— В том-то и дело, — закрыла я глаза, чтобы снова не расплакаться. Вздохнула, справляясь с дыханием, а потом только открыла глаза и ему ответила. — В том-то и дело, что я тоже в это поверила. Не знаю зачем. Особенно, когда мы полезли в тот чёртов воздуховод, а потом на крыше он сделал мне предложение…
— В воздуховод? — снова остановился Антон и теперь смотрел на меня не моргая.
— Да, Моцарт придумал какое-то дурацкое ограбление. И мы вылезли на крышу лифта, потом ползли по воздуховоду, он открыл сейф в кабинете, а потом нас чуть не схватила охрана…
— Зачем? — На него страшно было смотреть. Он словно собрался грохнуться в обморок — так побледнел.
— Просто так. Господи, Антон! — хотелось мне встряхнуть его как следует. — Это была игра, квест, шутка. Шутка! Но я в неё поверила. И он мне нравится по-настоящему — вот что я хочу тебе сказать. Он мне нравится, понимаешь? Очень сильно. А ему на меня плевать.
Я вздрогнула от холода, словно это тот самый, которым веяло от Моцарта, оглянулась и пошла. Чёрт, я правильно нашла в интернете парк: прямо напротив нас был тот самый мостик. И пруд. Только солнце уже давно село. И тропинку, по которой мы шли, и мост с ажурными перилами освещали только фонари, но я знала, что это то самое место.

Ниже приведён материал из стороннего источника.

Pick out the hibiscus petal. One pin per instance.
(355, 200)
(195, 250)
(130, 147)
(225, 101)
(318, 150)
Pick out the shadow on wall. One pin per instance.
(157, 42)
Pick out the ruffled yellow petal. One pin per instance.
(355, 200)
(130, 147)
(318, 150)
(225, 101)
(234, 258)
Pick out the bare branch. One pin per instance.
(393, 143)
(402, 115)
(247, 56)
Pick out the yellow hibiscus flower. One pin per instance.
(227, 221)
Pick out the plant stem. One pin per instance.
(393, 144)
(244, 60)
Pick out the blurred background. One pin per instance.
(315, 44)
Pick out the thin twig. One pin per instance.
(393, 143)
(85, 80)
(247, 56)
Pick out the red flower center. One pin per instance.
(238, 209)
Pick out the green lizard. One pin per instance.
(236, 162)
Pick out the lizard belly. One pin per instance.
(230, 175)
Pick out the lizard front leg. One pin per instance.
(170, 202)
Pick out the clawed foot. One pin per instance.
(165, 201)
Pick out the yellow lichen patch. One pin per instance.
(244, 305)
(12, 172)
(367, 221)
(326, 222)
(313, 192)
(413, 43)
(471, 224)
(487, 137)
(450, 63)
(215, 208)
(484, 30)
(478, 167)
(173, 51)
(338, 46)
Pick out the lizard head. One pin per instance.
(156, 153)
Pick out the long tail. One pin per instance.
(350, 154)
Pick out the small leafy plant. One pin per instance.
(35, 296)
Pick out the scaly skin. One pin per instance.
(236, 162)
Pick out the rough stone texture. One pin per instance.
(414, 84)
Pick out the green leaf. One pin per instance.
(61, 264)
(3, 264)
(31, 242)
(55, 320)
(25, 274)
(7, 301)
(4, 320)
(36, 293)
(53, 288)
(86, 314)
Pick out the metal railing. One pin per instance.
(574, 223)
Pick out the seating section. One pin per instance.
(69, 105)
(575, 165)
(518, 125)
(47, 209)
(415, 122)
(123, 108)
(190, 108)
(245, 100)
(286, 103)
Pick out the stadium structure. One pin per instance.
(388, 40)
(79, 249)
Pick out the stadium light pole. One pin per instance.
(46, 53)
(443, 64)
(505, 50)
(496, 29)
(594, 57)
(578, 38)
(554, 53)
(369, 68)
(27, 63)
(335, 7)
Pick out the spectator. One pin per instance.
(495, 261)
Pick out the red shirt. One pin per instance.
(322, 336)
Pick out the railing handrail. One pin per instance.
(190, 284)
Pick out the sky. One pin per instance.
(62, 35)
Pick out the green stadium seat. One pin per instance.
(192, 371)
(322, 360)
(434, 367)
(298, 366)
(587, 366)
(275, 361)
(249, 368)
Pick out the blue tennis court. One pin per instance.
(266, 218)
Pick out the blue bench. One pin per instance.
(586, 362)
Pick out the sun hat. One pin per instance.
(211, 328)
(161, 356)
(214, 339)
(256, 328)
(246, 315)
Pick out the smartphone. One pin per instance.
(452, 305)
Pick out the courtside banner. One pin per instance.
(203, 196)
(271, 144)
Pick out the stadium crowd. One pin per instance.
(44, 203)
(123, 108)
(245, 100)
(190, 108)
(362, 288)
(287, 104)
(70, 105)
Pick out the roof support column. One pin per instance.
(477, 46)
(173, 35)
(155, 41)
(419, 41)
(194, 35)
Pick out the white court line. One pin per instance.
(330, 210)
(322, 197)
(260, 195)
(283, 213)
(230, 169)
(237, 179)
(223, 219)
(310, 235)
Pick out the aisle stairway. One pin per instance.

— Зачем мы сюда пришли? — Антон догнал, снял пиджак и накинул на мои плечи. Я с благодарностью закуталась в нагретую его телом одежду.
— Ради Моцарта, конечно, — усмехнулась я. — Здесь что-то случилось. Давно.
Я посмотрела на свои руки. Пытаясь вспомнить. Пытаясь вернуть те ощущения, когда они были в крови. И я стояла и на них смотрела. Не на того, кто стрелял. Не на того, кто выкрикивал моё имя… А на свои испачканные кровью руки… Марго! Я вспомнила! Мужской голос кричал: Марго!
— Что случилось? — вывел меня из задумчивости Антон.
— Перестрелка, — я оглянулась. — Надо, наверно, приехать на закате, тогда я смогу вспомнить больше.
— Но с чего-то ты же решила, что это было давно. С чего?
Я посмотрела на него, словно прозревая. А ведь и правда: с чего?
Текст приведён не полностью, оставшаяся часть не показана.